Environ 120 personnes se sont retrouvées à Auch le 5 novembre 2016 à la salle Cuzin à l’invitation de l’ACAT (Action des Chrétiens pour l’Abolition de la Torture) et de ses partenaires dont les Amis de La Vie faisaient partie.
La conférencière, Odile Barral*, ancienne juge des enfants et d’application des peines nous a fait part de réflexions et critiques issues du Syndicat de la Magistrature, de la Ligue des Droits de l’Homme et de l’inquiétude d’Amnesty International. Ces réflexions portaient essentiellement sur l’état d’urgence qui se prolonge, complété par la loi du 3 juin 2016 (renforçant la lutte contre le crime organisé, le terrorisme et leur financement et améliorant l’efficacité et les garanties de la procédure pénale).
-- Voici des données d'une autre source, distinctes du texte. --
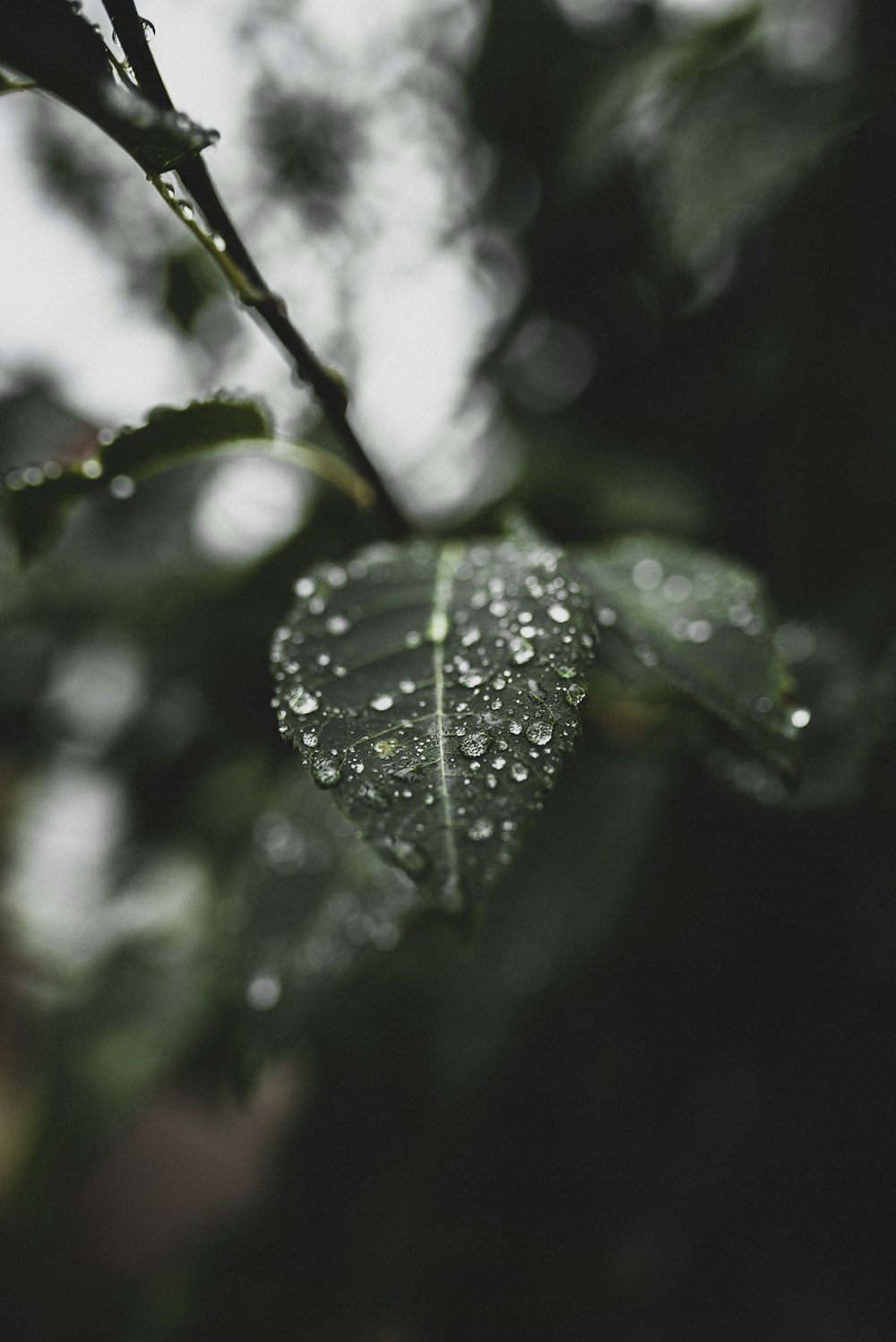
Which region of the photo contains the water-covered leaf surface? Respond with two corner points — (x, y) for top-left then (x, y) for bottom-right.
(3, 394), (273, 557)
(575, 535), (809, 775)
(230, 761), (421, 1039)
(272, 538), (596, 911)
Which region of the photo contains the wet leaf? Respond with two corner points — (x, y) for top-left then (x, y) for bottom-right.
(221, 761), (421, 1044)
(4, 394), (369, 558)
(272, 538), (594, 913)
(0, 0), (218, 175)
(575, 535), (807, 778)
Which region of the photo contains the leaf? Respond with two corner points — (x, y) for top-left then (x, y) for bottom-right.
(0, 0), (218, 175)
(575, 535), (805, 778)
(272, 537), (594, 913)
(5, 394), (370, 558)
(650, 62), (849, 265)
(221, 761), (421, 1043)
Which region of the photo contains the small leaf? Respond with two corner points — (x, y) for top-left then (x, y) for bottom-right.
(4, 394), (370, 558)
(272, 538), (594, 913)
(575, 535), (802, 777)
(223, 761), (421, 1039)
(0, 0), (218, 175)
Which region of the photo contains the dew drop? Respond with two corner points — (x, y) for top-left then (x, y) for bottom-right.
(108, 475), (137, 499)
(389, 839), (429, 877)
(460, 732), (488, 759)
(246, 974), (283, 1010)
(688, 620), (712, 643)
(507, 634), (535, 667)
(632, 559), (663, 592)
(311, 754), (342, 788)
(286, 686), (321, 718)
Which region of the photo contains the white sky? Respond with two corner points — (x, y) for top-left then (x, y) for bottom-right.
(0, 0), (509, 511)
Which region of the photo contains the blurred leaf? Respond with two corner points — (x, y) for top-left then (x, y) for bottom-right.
(436, 742), (669, 1091)
(575, 535), (801, 778)
(0, 0), (218, 176)
(569, 6), (853, 268)
(254, 81), (361, 228)
(650, 62), (848, 265)
(220, 764), (423, 1042)
(272, 540), (594, 913)
(4, 394), (369, 558)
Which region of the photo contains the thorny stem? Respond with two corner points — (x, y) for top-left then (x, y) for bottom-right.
(103, 0), (409, 537)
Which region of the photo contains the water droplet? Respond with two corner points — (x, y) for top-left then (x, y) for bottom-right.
(108, 475), (137, 499)
(460, 732), (488, 759)
(507, 634), (535, 667)
(663, 573), (694, 602)
(286, 684), (321, 718)
(389, 839), (429, 877)
(311, 754), (342, 788)
(246, 974), (283, 1010)
(632, 559), (663, 592)
(688, 620), (712, 643)
(526, 718), (554, 746)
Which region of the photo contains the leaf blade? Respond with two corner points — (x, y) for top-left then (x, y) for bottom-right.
(272, 538), (594, 913)
(575, 535), (801, 781)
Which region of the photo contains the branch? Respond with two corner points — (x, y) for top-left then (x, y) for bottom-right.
(103, 0), (408, 535)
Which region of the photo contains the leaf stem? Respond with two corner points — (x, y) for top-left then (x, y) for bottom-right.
(103, 0), (409, 537)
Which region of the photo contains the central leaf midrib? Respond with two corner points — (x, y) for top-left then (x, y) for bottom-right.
(428, 545), (462, 903)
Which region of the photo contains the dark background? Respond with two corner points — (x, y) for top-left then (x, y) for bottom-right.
(0, 0), (896, 1342)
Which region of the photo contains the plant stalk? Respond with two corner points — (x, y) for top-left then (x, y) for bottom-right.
(103, 0), (409, 537)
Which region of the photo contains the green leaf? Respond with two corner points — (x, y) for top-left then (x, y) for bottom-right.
(575, 535), (802, 778)
(221, 762), (423, 1045)
(0, 0), (218, 175)
(4, 394), (370, 558)
(272, 537), (594, 913)
(650, 60), (849, 265)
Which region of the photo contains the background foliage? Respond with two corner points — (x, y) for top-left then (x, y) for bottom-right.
(0, 0), (896, 1342)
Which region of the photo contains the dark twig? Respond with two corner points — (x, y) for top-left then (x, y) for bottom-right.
(103, 0), (408, 535)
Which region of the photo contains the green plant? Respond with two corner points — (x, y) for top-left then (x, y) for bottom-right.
(0, 0), (892, 1336)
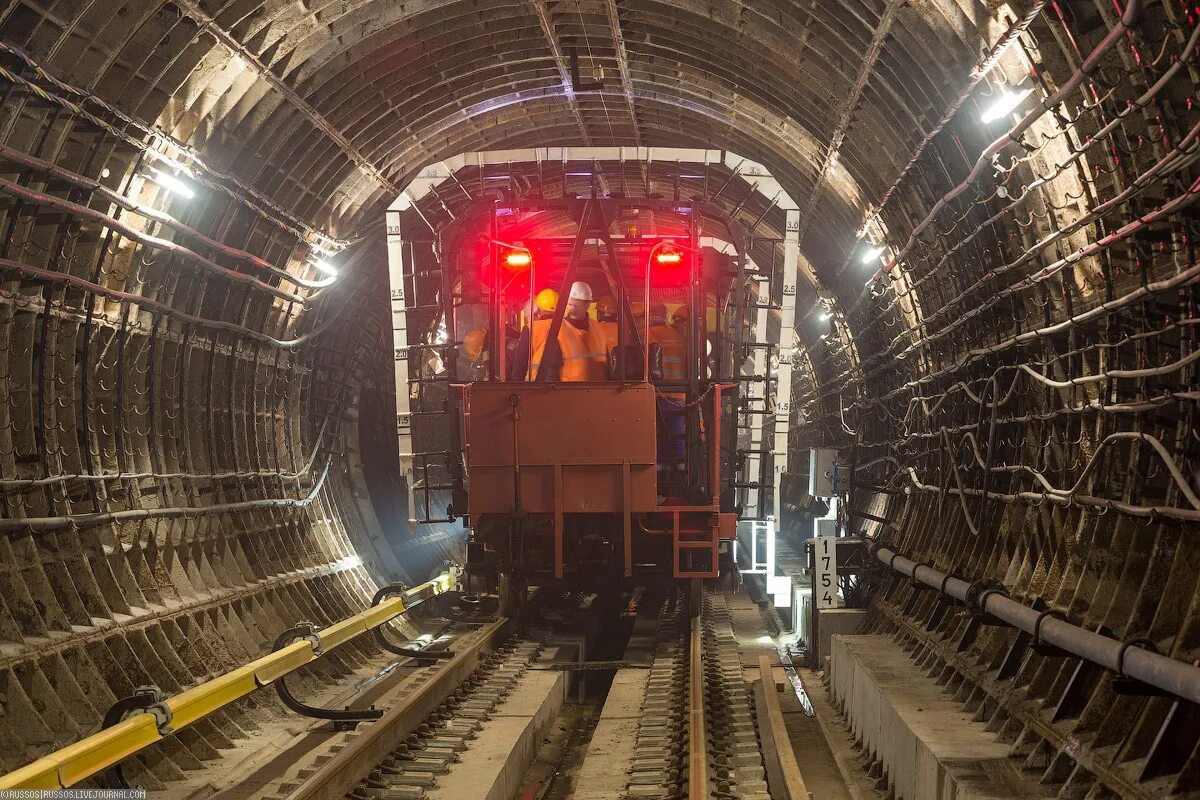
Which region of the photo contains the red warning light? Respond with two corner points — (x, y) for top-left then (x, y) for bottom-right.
(654, 245), (683, 266)
(504, 249), (533, 272)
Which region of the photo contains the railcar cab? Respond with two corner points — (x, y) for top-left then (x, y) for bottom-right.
(448, 199), (740, 606)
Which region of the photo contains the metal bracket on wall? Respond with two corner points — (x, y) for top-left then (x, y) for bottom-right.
(371, 583), (454, 667)
(100, 684), (172, 789)
(271, 622), (383, 730)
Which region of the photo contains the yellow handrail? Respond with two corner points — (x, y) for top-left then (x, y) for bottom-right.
(0, 572), (454, 789)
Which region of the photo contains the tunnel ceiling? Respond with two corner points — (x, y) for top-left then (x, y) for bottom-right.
(0, 0), (1200, 798)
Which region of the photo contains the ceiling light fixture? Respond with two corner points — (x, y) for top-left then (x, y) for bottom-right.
(312, 259), (337, 278)
(146, 167), (196, 199)
(979, 89), (1033, 125)
(863, 245), (884, 264)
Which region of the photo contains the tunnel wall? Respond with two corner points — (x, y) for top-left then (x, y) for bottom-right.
(0, 0), (1200, 798)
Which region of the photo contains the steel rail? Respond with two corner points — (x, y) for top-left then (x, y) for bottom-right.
(874, 546), (1200, 703)
(688, 615), (708, 800)
(279, 618), (511, 800)
(755, 656), (812, 800)
(0, 573), (452, 790)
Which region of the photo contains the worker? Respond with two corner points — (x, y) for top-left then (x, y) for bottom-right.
(509, 289), (562, 380)
(511, 281), (608, 381)
(551, 281), (608, 381)
(458, 327), (487, 381)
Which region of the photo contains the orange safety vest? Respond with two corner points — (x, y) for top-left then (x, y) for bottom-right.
(650, 325), (688, 381)
(558, 319), (608, 380)
(597, 320), (620, 353)
(526, 319), (562, 380)
(526, 319), (608, 381)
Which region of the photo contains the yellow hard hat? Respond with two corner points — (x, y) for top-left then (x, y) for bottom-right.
(462, 327), (487, 359)
(533, 289), (558, 311)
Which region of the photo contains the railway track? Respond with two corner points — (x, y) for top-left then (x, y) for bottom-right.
(625, 594), (770, 800)
(274, 593), (788, 800)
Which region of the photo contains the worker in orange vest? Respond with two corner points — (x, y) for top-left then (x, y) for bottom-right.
(509, 289), (562, 380)
(511, 281), (608, 381)
(558, 281), (608, 380)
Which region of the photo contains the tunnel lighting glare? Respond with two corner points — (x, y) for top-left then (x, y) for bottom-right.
(148, 167), (196, 199)
(863, 246), (883, 264)
(979, 89), (1033, 124)
(504, 249), (533, 270)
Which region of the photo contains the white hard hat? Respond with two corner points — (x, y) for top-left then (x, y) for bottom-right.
(566, 281), (592, 302)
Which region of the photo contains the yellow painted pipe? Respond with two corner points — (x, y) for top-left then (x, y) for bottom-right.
(0, 572), (454, 789)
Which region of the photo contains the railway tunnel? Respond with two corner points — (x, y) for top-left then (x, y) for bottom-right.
(0, 0), (1200, 800)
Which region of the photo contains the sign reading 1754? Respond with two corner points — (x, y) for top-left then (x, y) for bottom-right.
(814, 536), (838, 608)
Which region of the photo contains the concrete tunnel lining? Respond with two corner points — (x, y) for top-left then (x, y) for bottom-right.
(0, 0), (1200, 798)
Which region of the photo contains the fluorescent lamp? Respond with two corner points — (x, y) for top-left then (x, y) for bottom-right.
(312, 259), (337, 278)
(979, 89), (1033, 124)
(863, 246), (883, 264)
(148, 167), (196, 198)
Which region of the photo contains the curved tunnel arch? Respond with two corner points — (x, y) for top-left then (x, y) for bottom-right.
(0, 0), (1200, 796)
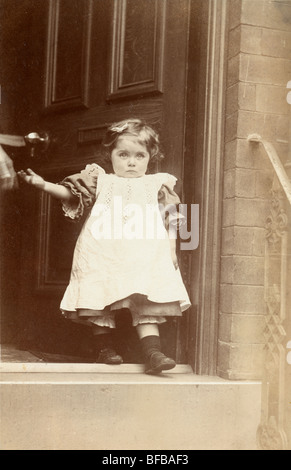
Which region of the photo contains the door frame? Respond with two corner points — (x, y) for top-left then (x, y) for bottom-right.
(186, 0), (229, 375)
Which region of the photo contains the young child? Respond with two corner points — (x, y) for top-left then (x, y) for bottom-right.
(18, 119), (190, 374)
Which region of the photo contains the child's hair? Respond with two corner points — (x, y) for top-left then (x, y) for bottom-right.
(102, 119), (164, 167)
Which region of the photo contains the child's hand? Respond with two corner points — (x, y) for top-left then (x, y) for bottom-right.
(171, 250), (179, 270)
(17, 168), (45, 189)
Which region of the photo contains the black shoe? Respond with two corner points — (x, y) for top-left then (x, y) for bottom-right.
(145, 351), (176, 374)
(96, 348), (123, 365)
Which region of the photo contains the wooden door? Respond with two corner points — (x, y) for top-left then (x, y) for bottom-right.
(4, 0), (194, 362)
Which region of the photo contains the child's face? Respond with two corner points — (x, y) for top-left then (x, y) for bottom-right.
(111, 135), (150, 178)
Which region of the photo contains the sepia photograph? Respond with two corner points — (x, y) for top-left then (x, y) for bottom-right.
(0, 0), (291, 450)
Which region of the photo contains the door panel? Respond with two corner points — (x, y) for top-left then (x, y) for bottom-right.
(7, 0), (190, 362)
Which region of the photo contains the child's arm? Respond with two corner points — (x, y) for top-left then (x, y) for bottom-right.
(168, 229), (179, 269)
(17, 169), (76, 201)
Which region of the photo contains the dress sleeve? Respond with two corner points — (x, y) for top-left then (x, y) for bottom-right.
(158, 173), (186, 230)
(58, 163), (105, 221)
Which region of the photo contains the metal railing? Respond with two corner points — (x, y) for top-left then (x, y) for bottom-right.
(248, 134), (291, 450)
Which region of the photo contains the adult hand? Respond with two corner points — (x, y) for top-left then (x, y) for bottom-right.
(0, 145), (18, 190)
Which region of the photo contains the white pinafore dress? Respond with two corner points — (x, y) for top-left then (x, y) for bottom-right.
(60, 165), (190, 327)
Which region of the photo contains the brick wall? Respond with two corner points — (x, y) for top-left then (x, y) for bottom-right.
(218, 0), (291, 379)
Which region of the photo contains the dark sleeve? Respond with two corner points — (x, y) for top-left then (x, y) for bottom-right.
(59, 167), (98, 220)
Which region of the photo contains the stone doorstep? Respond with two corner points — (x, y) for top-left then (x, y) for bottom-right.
(0, 363), (261, 387)
(0, 363), (261, 450)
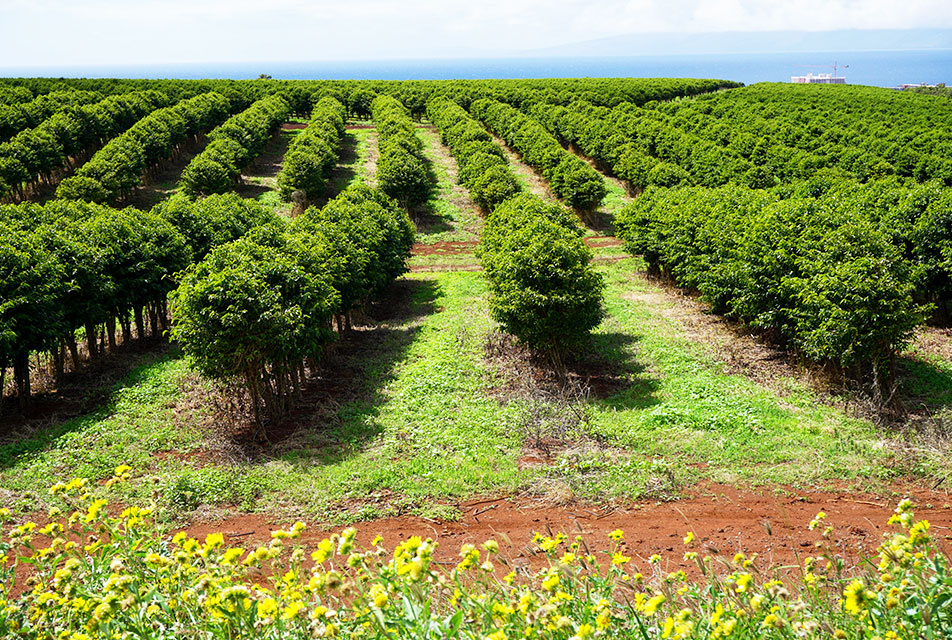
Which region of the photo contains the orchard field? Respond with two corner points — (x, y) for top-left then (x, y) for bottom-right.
(0, 79), (952, 640)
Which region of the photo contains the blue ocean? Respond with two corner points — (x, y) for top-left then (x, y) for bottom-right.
(0, 49), (952, 87)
Cet état d’urgence et cette loi entraînent la multiplication des perquisitions faites à titre administratif pour « menace à l’ordre public », perquisitions en cas de « risque » ou de « menace » (parfois douloureuses d’après une enquête d’Amnesty International), des assignations à résidence administratives, non abouties parfois, perquisitions informatiques, surveillance de masse, etc.
Elle souligne le fait que ces mesures sont confiées aux magistrats du Parquet. La procédure judiciaire (par les Magistrats du Siège), basée sur des infractions, ouvrirait des possibilités de débat contradictoire plus importantes. Puis elle nous a expliqué la différence entre les magistrats du Siège (plus indépendants) et ceux du Parquet (statut dépendant du Ministère de la Justice, c’est-à-dire de l’État).
En novembre 2016, nous avons donc l’état d’urgence et la loi de juin 2016, des législations exceptionnelles supplémentaires qui restreignent nos libertés, fait remarquer Mme Barral. L’expérience montre qu’à partir de lois exceptionnelles, le champ d’application peut s’étendre au fil du temps. L’inquiétude de son syndicat est que c’est un grand risque pour l’avenir. Nous ne savons pas ce que sera l’avenir. Un cadre est mis en place qui peut entraîner de graves dérives.
Les policiers ont récemment manifesté leur ras-le bol, en faveur de l’accroissement d’une police de proximité : les prisons sont surpeuplées et les policiers accusent la Justice d’impunité, pourtant il y a eu 18000 condamnations, en à peu près 15 ans, pour outrages aux forces publiques.
La justice se fait mais ne peut se faire immédiatement, cela serait mauvais pour tous, même pour les victimes. Les policiers souhaiteraient étendre le champ de la légitime défense. Par ailleurs il y a une haine vis-à-vis de l’usage multiplié des contrôles d’identité dans certains quartiers, un fossé s’est creusé entre police et population. La Loi et le Droit ne peuvent pas tout empêcher.
L’inquiétude est que les lois exceptionnelles finissent par paraître pérennes et deviennent plus dangereuses que ce qu’elles étaient supposées défendre.
*Odile Barral est magistrat depuis vingt-trois ans et a été essentiellement juge de l’application des peines et juge des enfants, à Lyon, Nantes, Albi et Toulouse. C’est une militante des Droits de l’homme, membre d’Amnesty International. Elle est déléguée régionale au Syndicat de la magistrature. Forte de (ou grâce à) l’apport de son parcours elle nous donne son éclairage sur l’évolution du droit dans notre société après les attentats terroristes et l’application de l’Etat d’urgence en France. Elle est auteur entre autre de : “Des enfants en otage dans les conflits d’adulte” (2013) et “Les passeurs de muraille” (2007).